The suit was filed by consumer advocacy group UFC-Que Choisir after a man who’d rented the film found that he was not able to copy the film from DVD to VHS so that he could watch the film at his mother’s house.
Pundits have already gone on record to proclaim the ruling could prove to be a major setback for the DVD industry. “This ruling means that 80 percent of DVDs now on the French market are equipped with illegal mechanisms,” said Julien Dourgnon, a spokesman for UFC-Que Choisir.
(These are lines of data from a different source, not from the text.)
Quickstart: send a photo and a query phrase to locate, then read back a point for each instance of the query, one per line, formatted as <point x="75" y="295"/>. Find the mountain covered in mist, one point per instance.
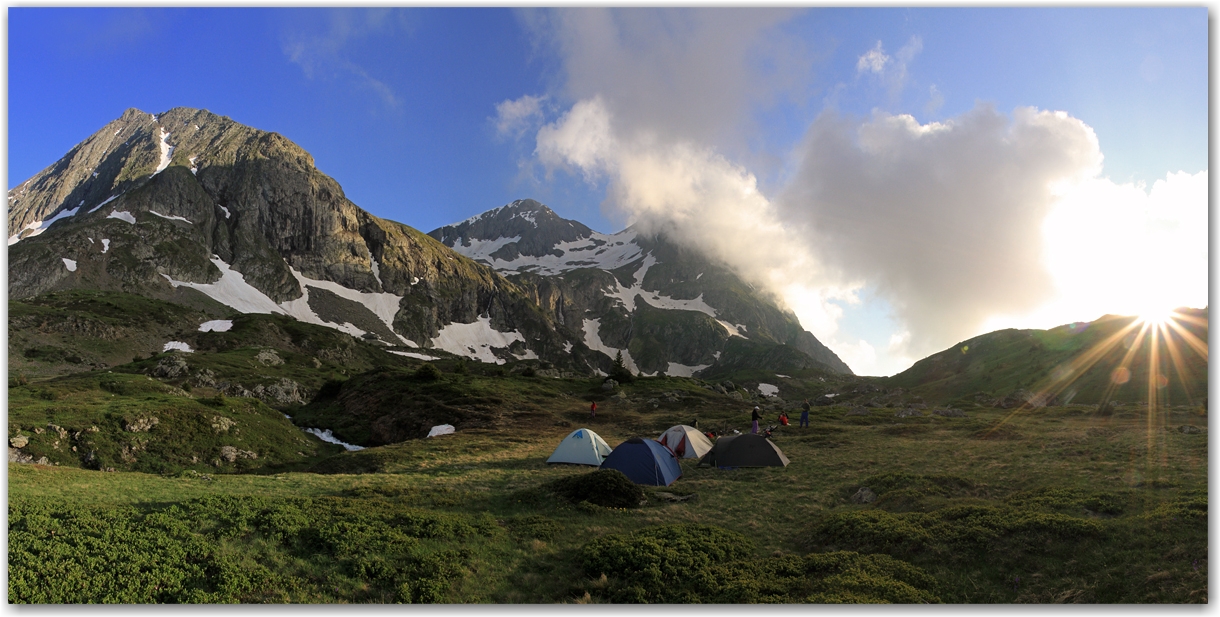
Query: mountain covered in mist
<point x="194" y="209"/>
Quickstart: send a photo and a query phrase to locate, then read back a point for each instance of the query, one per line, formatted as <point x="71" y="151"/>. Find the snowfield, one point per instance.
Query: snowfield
<point x="216" y="326"/>
<point x="475" y="339"/>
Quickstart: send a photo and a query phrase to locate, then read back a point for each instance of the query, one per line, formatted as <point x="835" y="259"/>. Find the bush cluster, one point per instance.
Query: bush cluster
<point x="218" y="550"/>
<point x="606" y="488"/>
<point x="706" y="563"/>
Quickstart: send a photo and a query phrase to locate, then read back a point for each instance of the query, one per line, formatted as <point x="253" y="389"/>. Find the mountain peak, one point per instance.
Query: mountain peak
<point x="523" y="227"/>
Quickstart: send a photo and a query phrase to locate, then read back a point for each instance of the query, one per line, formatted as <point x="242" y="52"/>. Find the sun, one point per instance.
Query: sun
<point x="1157" y="316"/>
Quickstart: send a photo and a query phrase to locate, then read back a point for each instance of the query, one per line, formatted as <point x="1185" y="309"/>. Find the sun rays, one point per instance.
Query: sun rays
<point x="1168" y="340"/>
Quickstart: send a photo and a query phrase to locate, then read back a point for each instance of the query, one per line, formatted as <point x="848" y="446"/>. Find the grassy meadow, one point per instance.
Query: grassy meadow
<point x="1046" y="505"/>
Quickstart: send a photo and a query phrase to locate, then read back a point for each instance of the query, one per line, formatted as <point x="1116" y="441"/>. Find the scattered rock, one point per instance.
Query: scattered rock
<point x="284" y="392"/>
<point x="865" y="495"/>
<point x="140" y="424"/>
<point x="269" y="357"/>
<point x="205" y="378"/>
<point x="171" y="367"/>
<point x="221" y="423"/>
<point x="231" y="454"/>
<point x="675" y="499"/>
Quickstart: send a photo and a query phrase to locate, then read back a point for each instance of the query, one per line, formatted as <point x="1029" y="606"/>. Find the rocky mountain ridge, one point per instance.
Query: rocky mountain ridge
<point x="197" y="209"/>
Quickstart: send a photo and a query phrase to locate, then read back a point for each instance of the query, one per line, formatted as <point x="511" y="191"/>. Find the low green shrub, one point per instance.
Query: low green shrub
<point x="606" y="488"/>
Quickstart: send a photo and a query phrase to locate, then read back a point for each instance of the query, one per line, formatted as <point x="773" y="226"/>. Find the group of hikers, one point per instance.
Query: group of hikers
<point x="754" y="417"/>
<point x="783" y="417"/>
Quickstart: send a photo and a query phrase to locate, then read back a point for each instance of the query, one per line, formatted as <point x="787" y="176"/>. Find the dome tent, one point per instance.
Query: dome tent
<point x="581" y="446"/>
<point x="685" y="442"/>
<point x="744" y="451"/>
<point x="644" y="461"/>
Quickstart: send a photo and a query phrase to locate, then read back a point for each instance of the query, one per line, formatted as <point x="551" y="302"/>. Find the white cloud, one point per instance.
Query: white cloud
<point x="514" y="117"/>
<point x="944" y="218"/>
<point x="874" y="61"/>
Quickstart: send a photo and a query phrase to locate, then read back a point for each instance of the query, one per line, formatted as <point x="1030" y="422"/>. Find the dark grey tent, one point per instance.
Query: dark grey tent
<point x="744" y="451"/>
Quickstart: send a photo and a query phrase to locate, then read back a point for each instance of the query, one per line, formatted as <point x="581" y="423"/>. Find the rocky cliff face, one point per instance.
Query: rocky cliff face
<point x="197" y="209"/>
<point x="183" y="203"/>
<point x="666" y="307"/>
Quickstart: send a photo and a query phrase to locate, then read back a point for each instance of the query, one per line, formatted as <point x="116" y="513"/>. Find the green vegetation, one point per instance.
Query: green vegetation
<point x="1051" y="504"/>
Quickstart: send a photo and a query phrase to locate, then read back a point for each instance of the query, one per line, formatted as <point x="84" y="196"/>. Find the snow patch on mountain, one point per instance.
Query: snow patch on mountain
<point x="481" y="250"/>
<point x="122" y="215"/>
<point x="168" y="216"/>
<point x="595" y="251"/>
<point x="676" y="370"/>
<point x="38" y="227"/>
<point x="104" y="203"/>
<point x="232" y="290"/>
<point x="627" y="296"/>
<point x="411" y="354"/>
<point x="216" y="326"/>
<point x="475" y="339"/>
<point x="733" y="331"/>
<point x="166" y="151"/>
<point x="383" y="305"/>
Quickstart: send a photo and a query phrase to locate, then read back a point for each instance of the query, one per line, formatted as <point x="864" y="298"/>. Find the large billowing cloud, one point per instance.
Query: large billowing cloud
<point x="954" y="224"/>
<point x="943" y="218"/>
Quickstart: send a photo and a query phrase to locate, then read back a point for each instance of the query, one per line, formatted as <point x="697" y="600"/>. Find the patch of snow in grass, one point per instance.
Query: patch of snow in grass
<point x="475" y="339"/>
<point x="216" y="326"/>
<point x="328" y="437"/>
<point x="122" y="215"/>
<point x="104" y="203"/>
<point x="411" y="354"/>
<point x="441" y="429"/>
<point x="676" y="370"/>
<point x="168" y="217"/>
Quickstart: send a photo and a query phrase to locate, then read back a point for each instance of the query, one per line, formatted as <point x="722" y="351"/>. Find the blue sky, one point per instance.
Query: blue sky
<point x="404" y="109"/>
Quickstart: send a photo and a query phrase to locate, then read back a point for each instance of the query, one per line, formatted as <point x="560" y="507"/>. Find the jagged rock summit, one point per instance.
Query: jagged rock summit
<point x="197" y="209"/>
<point x="665" y="307"/>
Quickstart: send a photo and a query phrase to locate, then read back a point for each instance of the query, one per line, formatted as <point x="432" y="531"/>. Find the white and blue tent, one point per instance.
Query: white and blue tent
<point x="581" y="446"/>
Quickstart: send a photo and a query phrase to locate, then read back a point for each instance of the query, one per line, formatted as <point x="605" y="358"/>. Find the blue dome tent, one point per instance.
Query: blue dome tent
<point x="644" y="461"/>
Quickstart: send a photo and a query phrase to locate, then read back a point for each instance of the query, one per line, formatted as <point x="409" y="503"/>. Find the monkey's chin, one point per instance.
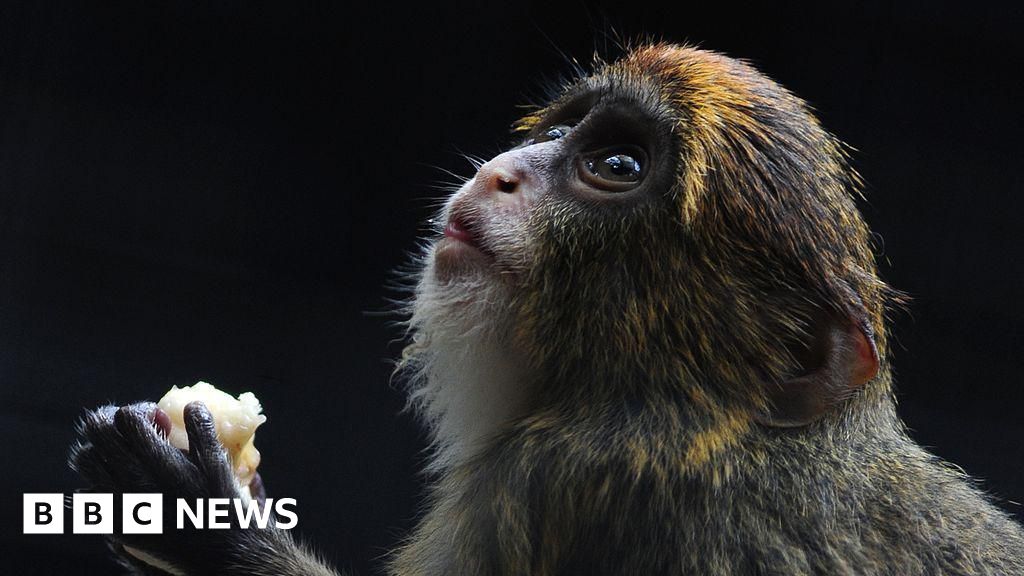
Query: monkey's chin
<point x="454" y="258"/>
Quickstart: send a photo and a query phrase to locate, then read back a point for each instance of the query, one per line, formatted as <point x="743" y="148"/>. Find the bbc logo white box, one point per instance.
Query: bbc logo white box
<point x="142" y="513"/>
<point x="92" y="513"/>
<point x="42" y="513"/>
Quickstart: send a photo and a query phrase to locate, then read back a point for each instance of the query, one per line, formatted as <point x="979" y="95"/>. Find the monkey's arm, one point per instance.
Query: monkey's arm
<point x="120" y="450"/>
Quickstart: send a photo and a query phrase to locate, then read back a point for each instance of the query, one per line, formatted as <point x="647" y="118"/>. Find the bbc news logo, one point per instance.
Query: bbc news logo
<point x="143" y="513"/>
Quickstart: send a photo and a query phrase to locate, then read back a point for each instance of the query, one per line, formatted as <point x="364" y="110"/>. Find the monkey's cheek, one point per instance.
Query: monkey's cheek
<point x="454" y="258"/>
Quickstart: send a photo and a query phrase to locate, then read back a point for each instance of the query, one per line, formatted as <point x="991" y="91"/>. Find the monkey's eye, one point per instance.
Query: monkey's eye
<point x="614" y="170"/>
<point x="553" y="132"/>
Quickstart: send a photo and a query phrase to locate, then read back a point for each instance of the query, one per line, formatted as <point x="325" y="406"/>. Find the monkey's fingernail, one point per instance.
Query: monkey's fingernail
<point x="162" y="421"/>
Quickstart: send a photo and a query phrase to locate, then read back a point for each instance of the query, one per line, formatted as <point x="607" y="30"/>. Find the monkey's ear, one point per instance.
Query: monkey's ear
<point x="837" y="360"/>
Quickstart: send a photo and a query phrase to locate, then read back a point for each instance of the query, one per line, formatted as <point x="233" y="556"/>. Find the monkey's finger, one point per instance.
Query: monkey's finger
<point x="102" y="455"/>
<point x="168" y="467"/>
<point x="87" y="463"/>
<point x="257" y="489"/>
<point x="206" y="451"/>
<point x="132" y="563"/>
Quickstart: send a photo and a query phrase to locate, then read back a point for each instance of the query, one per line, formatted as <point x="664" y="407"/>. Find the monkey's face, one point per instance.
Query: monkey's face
<point x="676" y="215"/>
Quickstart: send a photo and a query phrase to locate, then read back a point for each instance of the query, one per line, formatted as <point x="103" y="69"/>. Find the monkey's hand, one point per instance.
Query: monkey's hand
<point x="125" y="450"/>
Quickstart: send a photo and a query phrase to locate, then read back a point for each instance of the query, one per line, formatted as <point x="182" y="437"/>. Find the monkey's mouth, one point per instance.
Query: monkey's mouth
<point x="464" y="231"/>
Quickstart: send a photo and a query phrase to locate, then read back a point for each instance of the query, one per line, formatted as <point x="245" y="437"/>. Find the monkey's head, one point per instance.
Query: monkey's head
<point x="675" y="222"/>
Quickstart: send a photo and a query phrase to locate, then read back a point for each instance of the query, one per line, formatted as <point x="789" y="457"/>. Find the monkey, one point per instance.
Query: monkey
<point x="648" y="338"/>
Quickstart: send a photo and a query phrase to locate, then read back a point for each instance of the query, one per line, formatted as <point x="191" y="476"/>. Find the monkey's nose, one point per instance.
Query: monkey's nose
<point x="500" y="179"/>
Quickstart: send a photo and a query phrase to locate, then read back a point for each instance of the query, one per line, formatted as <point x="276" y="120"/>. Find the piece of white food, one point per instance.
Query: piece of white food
<point x="235" y="419"/>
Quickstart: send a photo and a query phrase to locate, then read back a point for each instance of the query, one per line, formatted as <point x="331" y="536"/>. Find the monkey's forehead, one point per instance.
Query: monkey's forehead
<point x="676" y="83"/>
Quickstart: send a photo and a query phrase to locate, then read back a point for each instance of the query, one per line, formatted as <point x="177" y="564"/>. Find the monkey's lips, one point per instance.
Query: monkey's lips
<point x="459" y="229"/>
<point x="461" y="248"/>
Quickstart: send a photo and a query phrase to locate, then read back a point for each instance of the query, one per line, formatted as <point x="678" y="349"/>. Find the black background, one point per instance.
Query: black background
<point x="221" y="191"/>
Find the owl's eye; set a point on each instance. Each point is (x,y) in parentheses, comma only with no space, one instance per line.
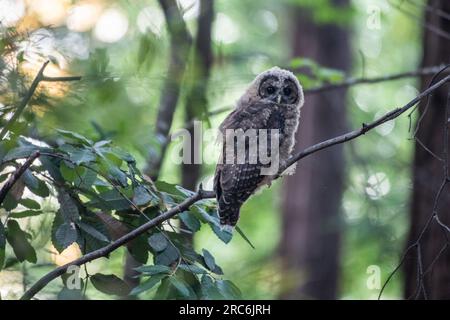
(270,89)
(287,91)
But, while mainstream DVD companies may soon be sweating bullets over potential losses, the adult industry may have nothing to worry about. “The DVD copy protection that they struck down is one that is not generally used by most companies, including ours, so it is not that big a deal,” Keith Webb, Vice President of gay adult giant Titan Media, told AVNOnline.com earlier today. Though Titan has been a proponent of anti-piracy legislation, Webb went on to say, “The use of anti-copying protection on DVDs is waste of time and is not effective. If someone wants to make a copy of a DVD they are going to find a way to do it and nothing we can do is going to stop them.
“This decision does not have any big impact on piracy or on the adult business,” Webb continued. “In five to seven years there will be no DVDs and everything will be DRM'd files sold online or sent directly into people’s homes. DRM-protected files cannot be copied, so this will not be an issue.”